Reputation: 31
I use my own python function in Robot Framework. I give 3 parameters, these parameters are Robot Framework variables. When I modify the variables in my function, it is not modified in Robot Framework. So I deduce the variables are passed by value and not by reference... Is there a way to pass the variable by reference ? Or else to return the 3 variables as a result ?
Here is an example of Robot Framework code :
** Settings ***
Library OperatingSystem
Library myLib.MyLib WITH NAME MyLib
Suite TearDown teardown
** Variables **
${var} azerty
** Test Cases **
My test case
log ${var}
myFunction ${var}
log ${var}
With my python library :
import sys
class MyLib(object):
def __init__(self):
return
def myFunction(self,var):
var="another value"
But as I said, the variable var remains "azerty" when I log it, and I would like the second log to print "another value" (as the function should change the value)
Thank for your help !
Upvotes: 3
Views: 3481
Reputation: 20417
All values are essentially passed by reference. If you change the value, you change it everywhere, but if you assign a different value to the variable, you're just making that variable point at a different value, not changing the original value.
For example:
def foo(d):
d['bar'] = 'baz'
my_dict = {}
foo(my_dict)
Here, my_dict
will be altered as a side effect of calling foo(my_dict)
.
However:
def foo(d):
d = {'foo': 'bar'}
my_dict = {}
foo(my_dict)
Here, my_dict
isn't changed. d
is a local variable inside foo
, and it's changed to point to a new dictionary instead of my_dict
.
You also need to be aware that in python, you have mutable and immutable values. Strings, for example, are immutable. You'll never be able to change a string, you can only use a string to construct new strings (and often you'll assign these new values back to the same variable so it'll have a similar effect); having a side effect of a function be changing one of the values that's passed in can only work if they are mutable values.

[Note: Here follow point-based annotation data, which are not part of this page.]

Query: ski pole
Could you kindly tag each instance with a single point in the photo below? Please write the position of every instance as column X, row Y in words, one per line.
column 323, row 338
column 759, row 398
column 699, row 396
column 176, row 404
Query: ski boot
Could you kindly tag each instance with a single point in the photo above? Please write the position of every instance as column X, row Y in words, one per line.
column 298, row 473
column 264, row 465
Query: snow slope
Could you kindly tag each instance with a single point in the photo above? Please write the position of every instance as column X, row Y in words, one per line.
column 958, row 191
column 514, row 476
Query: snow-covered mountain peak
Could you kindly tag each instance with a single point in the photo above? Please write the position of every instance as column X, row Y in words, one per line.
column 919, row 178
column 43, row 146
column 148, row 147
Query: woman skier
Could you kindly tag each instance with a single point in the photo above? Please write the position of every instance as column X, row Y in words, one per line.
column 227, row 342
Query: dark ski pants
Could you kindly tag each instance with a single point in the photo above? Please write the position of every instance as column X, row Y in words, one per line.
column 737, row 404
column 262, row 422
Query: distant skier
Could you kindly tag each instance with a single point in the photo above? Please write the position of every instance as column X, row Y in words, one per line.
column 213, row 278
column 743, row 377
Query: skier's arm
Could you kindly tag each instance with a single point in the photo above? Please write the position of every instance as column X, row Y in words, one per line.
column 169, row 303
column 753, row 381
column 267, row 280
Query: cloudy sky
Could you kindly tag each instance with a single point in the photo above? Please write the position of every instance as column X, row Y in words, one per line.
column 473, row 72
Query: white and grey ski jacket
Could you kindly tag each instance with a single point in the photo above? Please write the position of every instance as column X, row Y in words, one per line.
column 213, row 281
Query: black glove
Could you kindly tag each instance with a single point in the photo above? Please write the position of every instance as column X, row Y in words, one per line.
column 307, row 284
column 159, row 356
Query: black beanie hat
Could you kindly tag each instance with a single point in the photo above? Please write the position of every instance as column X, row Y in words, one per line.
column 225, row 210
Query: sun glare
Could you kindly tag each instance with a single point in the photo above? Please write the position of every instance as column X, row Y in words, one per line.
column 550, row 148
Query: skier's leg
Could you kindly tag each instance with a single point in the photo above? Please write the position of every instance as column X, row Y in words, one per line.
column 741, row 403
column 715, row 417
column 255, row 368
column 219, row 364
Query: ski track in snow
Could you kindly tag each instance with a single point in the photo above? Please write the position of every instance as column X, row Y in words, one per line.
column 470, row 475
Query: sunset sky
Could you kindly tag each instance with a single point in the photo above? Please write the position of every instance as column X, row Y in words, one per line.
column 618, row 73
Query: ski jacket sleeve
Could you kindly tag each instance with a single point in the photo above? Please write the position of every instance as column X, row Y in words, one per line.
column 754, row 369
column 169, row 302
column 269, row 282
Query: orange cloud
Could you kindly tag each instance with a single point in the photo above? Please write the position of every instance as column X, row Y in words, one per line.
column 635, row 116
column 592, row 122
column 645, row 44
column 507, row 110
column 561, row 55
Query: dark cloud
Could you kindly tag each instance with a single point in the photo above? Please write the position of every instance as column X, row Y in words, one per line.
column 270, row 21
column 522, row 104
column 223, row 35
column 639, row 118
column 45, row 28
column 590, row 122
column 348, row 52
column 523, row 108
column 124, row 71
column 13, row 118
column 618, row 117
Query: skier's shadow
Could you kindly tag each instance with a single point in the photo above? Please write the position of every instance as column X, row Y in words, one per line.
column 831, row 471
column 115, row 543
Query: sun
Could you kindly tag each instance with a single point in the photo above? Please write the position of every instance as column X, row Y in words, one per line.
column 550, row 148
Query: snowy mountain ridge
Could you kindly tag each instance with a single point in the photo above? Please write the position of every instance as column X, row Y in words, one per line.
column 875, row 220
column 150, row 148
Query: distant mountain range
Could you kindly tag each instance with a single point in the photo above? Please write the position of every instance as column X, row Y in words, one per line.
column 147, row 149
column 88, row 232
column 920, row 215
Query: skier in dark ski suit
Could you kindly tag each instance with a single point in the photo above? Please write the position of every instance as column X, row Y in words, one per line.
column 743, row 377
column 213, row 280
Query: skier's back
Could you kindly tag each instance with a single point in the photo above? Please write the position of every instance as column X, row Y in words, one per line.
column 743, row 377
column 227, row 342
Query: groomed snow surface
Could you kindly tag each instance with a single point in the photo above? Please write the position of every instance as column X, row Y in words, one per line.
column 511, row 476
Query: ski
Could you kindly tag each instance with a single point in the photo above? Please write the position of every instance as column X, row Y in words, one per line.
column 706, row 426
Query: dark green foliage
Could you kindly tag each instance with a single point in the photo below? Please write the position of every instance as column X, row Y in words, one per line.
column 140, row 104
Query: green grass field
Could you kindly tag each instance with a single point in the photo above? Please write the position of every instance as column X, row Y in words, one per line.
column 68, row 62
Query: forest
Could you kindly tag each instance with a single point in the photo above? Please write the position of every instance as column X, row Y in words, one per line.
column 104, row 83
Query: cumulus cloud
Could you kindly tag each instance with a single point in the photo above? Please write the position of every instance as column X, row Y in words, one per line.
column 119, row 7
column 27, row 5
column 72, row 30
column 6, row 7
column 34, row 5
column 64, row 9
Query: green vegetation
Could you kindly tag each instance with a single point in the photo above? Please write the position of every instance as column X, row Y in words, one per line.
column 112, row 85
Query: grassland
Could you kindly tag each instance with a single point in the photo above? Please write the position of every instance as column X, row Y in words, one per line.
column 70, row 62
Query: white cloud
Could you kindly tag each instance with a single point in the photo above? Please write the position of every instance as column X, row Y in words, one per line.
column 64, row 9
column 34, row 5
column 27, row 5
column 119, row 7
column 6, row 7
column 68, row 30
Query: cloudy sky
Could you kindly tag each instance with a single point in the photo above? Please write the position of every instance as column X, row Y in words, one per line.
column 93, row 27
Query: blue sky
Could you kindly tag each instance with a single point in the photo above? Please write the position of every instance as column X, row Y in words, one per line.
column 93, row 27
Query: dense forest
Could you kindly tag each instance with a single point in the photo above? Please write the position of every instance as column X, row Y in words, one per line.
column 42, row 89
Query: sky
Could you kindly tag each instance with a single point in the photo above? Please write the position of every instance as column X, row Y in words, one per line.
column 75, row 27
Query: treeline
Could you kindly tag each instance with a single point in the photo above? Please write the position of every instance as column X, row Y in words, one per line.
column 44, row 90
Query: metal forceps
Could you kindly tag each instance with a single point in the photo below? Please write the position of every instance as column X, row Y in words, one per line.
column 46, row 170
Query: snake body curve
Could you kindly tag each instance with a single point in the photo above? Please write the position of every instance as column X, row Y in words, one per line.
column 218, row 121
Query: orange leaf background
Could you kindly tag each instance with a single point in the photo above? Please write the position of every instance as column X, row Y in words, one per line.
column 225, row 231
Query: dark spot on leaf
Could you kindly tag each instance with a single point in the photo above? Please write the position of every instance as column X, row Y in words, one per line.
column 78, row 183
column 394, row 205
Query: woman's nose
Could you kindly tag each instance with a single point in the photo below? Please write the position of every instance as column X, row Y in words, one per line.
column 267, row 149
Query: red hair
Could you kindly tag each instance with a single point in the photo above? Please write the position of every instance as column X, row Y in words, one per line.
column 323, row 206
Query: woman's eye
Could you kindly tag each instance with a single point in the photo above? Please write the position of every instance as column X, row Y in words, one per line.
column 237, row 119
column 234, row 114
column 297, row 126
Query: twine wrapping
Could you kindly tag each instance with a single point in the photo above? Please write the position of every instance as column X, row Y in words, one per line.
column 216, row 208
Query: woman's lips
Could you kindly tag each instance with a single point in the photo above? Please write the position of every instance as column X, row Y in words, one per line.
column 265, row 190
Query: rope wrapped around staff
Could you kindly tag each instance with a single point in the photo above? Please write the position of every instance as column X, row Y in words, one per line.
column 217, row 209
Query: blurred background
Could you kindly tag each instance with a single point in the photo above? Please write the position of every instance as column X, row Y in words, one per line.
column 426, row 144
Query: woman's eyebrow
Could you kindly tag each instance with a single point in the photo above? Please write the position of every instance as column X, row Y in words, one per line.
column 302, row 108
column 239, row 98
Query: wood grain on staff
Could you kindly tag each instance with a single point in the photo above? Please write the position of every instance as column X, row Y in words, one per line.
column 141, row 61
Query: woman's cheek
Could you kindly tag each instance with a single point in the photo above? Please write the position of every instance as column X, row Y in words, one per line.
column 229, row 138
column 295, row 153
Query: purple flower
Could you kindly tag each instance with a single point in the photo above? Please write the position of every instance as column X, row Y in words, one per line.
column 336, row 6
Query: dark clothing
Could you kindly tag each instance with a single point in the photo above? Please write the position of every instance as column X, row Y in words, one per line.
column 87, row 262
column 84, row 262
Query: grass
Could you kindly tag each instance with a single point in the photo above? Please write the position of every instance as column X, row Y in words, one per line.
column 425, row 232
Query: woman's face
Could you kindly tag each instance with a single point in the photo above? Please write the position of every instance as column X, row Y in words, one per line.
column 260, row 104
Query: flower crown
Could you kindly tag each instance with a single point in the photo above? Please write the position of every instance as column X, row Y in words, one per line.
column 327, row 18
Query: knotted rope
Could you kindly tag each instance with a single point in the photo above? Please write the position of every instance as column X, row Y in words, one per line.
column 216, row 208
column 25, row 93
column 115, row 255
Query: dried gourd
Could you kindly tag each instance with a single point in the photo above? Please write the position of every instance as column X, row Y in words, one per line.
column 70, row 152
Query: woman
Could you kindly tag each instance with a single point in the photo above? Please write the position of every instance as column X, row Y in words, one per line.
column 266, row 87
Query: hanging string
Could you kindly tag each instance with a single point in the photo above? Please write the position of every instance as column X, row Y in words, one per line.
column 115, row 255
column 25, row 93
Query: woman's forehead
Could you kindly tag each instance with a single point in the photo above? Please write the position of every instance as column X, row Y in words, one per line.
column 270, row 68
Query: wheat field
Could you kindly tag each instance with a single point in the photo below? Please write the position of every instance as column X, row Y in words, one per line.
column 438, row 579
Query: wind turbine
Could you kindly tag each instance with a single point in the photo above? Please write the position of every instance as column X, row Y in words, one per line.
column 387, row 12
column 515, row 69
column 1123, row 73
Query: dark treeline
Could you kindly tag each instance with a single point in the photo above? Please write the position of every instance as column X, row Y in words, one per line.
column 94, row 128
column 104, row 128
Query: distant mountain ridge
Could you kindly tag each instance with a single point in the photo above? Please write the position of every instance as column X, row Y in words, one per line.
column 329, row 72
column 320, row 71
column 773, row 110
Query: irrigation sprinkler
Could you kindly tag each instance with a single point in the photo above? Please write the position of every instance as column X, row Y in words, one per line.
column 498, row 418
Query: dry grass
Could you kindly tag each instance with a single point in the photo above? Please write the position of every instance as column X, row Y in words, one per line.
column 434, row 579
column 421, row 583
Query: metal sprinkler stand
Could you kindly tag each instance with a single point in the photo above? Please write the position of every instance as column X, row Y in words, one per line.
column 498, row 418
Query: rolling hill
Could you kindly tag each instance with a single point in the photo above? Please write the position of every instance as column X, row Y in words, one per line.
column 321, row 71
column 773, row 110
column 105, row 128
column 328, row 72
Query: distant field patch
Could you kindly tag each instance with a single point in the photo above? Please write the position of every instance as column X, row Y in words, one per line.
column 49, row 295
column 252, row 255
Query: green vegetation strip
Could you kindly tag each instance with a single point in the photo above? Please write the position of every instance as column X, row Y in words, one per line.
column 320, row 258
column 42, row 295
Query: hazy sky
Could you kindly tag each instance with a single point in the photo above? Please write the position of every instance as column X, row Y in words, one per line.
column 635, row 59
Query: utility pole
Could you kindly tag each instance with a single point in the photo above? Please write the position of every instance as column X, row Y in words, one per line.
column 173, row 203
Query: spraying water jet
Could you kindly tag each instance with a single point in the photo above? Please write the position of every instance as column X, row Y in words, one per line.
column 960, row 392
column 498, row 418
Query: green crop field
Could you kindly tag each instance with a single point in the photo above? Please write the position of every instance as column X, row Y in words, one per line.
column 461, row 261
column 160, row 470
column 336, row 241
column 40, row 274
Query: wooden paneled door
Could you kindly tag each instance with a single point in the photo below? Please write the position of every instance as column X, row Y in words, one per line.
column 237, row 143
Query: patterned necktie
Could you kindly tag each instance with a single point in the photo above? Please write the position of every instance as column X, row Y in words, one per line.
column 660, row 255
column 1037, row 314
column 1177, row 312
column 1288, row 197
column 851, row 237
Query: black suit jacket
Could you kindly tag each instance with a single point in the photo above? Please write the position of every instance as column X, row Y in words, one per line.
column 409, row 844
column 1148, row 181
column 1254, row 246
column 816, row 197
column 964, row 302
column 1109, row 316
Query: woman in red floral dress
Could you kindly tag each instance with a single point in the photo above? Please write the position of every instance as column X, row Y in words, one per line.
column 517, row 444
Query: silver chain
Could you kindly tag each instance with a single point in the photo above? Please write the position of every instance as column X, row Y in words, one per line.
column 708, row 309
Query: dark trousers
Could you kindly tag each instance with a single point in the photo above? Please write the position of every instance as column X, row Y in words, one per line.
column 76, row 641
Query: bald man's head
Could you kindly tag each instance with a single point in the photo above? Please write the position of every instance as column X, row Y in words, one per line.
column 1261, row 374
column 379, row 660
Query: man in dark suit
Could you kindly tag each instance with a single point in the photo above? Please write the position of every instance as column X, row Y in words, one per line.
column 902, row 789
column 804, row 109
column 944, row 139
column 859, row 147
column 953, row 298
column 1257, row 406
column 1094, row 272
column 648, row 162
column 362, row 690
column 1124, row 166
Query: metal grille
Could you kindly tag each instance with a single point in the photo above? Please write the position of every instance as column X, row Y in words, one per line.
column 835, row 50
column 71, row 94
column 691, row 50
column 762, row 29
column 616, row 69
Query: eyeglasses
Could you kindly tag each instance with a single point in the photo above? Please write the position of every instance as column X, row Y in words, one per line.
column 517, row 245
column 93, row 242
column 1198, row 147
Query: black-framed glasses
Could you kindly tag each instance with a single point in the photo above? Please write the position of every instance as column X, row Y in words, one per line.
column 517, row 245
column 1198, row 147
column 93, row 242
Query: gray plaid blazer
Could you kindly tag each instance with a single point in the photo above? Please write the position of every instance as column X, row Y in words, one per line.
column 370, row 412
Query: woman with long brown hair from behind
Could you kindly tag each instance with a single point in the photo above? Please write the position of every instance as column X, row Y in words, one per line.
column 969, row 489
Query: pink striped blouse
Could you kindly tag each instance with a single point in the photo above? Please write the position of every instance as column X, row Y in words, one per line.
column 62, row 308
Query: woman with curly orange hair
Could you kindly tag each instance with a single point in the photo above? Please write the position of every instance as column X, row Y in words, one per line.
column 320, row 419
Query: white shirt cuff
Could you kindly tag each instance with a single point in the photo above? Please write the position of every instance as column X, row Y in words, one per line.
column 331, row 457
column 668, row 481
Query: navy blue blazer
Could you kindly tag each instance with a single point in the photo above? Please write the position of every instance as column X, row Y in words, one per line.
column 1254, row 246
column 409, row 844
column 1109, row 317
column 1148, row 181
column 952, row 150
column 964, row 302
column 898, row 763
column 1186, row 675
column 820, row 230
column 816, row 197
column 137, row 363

It is generally a bad idea for your functions to change their arguments though. A better approach, is to have them return new values, which the caller can then do what they want with.
def myFunction(self, var):
var = "another value" # I assume that another values is based somehow on the original
return var
Alternatively, you could use attributes on your class:
class MyLib(object):
def __init__(self):
self.var = "initial value"
def myFunction(self):
self.var = "another value"
Upvotes: 3
Reputation: 606
The var in your python code is an local variable.
import sys
class MyLib(object):
def __init__(self):
return
def myFunction(self,var):
var="another value"
This gives a variable in the myfunction scope the name var and prevents the global variable from being read. if you want a function to change a global variable you need to declare it a global variable in the scope. like this:
import sys
class MyLib(object):
def __init__(self):
return
def myFunction(self,var):
global var
var="another value"
This should change the global variable into the another value string.